La guerre au Moyen-Orient : une source de revers nouveaux et permanents
Afin d’essayer de montrer l’autorité et la force de la France, Hollande continue sa guerre au Proche-Orient avec des moyens et des ressources limités, par-delà son discours militariste. L’accélération de son virage en direction d’une politique de coordination avec la Russie pour mener la guerre en Syrie a d’énormes contradictions. Dans la situation actuelle, il n’est pas non plus sûr que les États-Unis soient prêts à s’engager davantage, ce qui est encore moins le cas des partenaires européens de Paris qui sont stupéfaits face à la déclaration de guerre de Hollande, sans aucun objectif clair. Autrement dit, l’effort guerrier du gouvernement français peut très rapidement l’exposer à ses propres faiblesses, qui pourront ensuite être utilisées contre lui aussi bien sur le théâtre d’opérations au Proche-Orient, que sur le territoire européen et français afin de stopper l’escalade guerrière en France.
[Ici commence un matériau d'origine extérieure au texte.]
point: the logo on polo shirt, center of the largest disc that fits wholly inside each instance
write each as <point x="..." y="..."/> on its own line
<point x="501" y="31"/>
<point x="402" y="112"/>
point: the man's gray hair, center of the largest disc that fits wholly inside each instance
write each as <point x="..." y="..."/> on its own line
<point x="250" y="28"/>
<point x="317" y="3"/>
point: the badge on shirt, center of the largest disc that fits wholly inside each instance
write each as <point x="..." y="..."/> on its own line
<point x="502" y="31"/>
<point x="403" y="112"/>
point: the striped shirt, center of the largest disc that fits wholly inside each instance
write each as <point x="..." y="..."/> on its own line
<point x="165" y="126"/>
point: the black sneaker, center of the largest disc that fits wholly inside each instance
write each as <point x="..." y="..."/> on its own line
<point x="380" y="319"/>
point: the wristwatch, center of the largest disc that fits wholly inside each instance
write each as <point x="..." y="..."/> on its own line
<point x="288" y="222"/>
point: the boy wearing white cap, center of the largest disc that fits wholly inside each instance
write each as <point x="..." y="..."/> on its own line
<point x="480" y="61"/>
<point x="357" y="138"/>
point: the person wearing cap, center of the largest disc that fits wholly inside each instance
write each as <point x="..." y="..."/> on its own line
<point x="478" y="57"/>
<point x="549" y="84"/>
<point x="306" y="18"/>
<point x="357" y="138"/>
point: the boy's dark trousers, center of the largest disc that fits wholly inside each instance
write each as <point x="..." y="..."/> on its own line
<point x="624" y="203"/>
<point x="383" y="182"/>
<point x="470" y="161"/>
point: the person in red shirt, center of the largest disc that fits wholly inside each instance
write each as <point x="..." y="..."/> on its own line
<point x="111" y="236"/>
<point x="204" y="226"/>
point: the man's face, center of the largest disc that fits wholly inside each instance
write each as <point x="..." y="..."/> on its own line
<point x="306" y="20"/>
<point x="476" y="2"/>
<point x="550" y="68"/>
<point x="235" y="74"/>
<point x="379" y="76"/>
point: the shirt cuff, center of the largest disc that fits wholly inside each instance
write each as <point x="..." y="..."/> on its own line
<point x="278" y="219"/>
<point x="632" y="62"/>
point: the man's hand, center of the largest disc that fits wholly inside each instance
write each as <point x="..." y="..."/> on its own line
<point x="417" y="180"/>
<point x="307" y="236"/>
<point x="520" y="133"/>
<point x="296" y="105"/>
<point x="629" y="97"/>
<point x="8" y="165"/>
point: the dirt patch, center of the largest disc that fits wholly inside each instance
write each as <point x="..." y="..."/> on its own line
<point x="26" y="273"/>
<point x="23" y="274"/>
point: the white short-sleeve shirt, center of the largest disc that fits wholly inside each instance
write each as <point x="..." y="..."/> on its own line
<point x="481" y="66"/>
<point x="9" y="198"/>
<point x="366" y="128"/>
La politique et les massacres impérialistes au Proche et Moyen-Orient ont non seulement fait des centaines de milliers de morts depuis que les États-Unis ont envahi l’Afghanistan et l’Irak, mais ils ont également créé les conditions du surgissement de phénomènes aberrants comme l’État Islamique, en plus de s’allier à des régimes complètement réactionnaires comme Israël, l’Arabie Saoudite ou la dictature égyptienne. Ces massacres ont des conséquences en Europe, comme le démontrent d’ores et déjà la crise des réfugiés et les attentats du 13 novembre. Il n’y a pas de rempart contre cette réalité, en particulier lorsqu’une radicalisation s’empare des citoyens français racisés de culture musulmane, marginalisés pendant des années par l’État capitaliste et ses politiciens. Un saut dans l’interventionnisme militaire de la France ne peut qu’aggraver cette situation. Dans ce sens, de nouveaux attentats et d’autres attaques sont malheureusement hautement probables. Mais sommes-nous prêts à céder nos espaces de sociabilité à une machine de la guerre permanente à l’américaine ?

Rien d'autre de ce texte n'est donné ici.